## Variance vs. Covariance: An Overview

Variance and covariance are mathematical terms frequently used in statistics and probability theory. Variance refers to the spread of a data set around its mean value, while a covariance refers to the measure of the directional relationship between two random variables.

In addition to their general use in statistics, both of these terms have specific meanings for investors as well, referring to measurements taken in the stock market and asset allocation, both of which are noted below.

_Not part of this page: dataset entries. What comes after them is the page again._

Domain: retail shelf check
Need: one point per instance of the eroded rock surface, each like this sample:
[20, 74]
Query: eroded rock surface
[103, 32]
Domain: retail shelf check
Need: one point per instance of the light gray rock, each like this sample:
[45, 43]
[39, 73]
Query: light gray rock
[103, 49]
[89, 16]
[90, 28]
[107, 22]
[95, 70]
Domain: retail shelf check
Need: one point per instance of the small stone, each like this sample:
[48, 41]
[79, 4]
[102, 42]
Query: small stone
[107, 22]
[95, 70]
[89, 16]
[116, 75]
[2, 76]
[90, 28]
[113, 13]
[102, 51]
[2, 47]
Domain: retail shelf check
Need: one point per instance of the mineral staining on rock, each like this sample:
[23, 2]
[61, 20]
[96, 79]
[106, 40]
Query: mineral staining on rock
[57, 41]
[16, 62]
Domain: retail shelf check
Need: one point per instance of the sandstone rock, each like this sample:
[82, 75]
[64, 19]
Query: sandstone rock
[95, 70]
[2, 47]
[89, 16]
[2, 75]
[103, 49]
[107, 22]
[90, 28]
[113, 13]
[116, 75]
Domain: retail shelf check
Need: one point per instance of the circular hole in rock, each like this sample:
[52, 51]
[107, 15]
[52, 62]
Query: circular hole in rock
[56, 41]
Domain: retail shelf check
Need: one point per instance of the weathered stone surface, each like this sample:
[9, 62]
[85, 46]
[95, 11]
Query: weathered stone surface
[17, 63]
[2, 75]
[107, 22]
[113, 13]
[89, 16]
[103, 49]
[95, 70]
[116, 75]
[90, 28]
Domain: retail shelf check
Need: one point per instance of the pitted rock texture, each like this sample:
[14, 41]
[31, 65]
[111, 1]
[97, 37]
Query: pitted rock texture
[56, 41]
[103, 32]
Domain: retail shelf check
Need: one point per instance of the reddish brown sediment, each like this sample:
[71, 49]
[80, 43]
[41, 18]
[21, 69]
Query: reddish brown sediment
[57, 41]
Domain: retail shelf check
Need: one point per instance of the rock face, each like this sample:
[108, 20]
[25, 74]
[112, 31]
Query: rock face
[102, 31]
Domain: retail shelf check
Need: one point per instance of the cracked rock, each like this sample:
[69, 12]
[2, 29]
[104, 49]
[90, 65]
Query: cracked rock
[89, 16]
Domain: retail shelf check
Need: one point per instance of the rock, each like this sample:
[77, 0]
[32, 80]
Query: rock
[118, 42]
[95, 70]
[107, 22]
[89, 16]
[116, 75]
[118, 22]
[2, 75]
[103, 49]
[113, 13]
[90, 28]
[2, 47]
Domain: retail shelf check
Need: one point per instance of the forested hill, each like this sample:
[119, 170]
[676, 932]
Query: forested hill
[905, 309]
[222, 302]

- In statistics, a variance is the spread of a data set around its mean value, while a covariance is the measure of the directional relationship between two random variables.
- Variance is used by financial experts to measure an asset's volatility, while covariance describes two different investments' returns over a period of time when compared to different variables.
- Portfolio managers can minimize risk in an investor's portfolio by purchasing investments that have a negative covariance to one another.

## Variance

Variance is used in statistics to describe the spread between a data set from its mean value. It is calculated by finding the probability-weighted average of squared deviations from the expected value. So the larger the variance, the larger the distance between the numbers in the set and the mean. Conversely, a smaller variance means the numbers in the set are closer to the mean.

Along with its statistical definition, the term variance can also be used in a financial context. Many stock experts and financial advisors use a stock's variance to measure its volatility. Being able to express just how far a given stock's value can travel away from the mean in a single number is a very useful indicator of how much risk a particular stock comes with. A stock with a higher variance usually comes with more risk and the potential for higher or lower returns, while a stock with a smaller variance may be less risky, meaning it will come with average returns.

## Covariance

A covariance refers to the measure of how two random variables will change when they are compared to each other. In a financial or investment context, though, the term covariance describes the returns on two different investments over a period of time when compared to different variables. These assets are usually marketable securities in an investor's portfolio, such as stocks.

A positive covariance means both investments' returns tend to move upward or downward in value at the same time. An inverse or negative covariance, on the other hand, means the returns will move away from each other. So when one rises, the other one falls.

Covariance may measure the movements of two variables, but it does not indicate the degree to which those two variables are moving in relation to one another.

Covariance can also be used as a tool to diversify an investor's portfolio. In order to do so, a portfolio manager should look for investments that have a negative covariance to one another. That means when one asset's return drops, another (related) asset's return rises. So purchasing stocks with a negative covariance is a great way to minimize risk in a portfolio. The extreme peaks and valleys of the stocks' performance can be expected to cancel each other out, leaving a steadier rate of return over the years.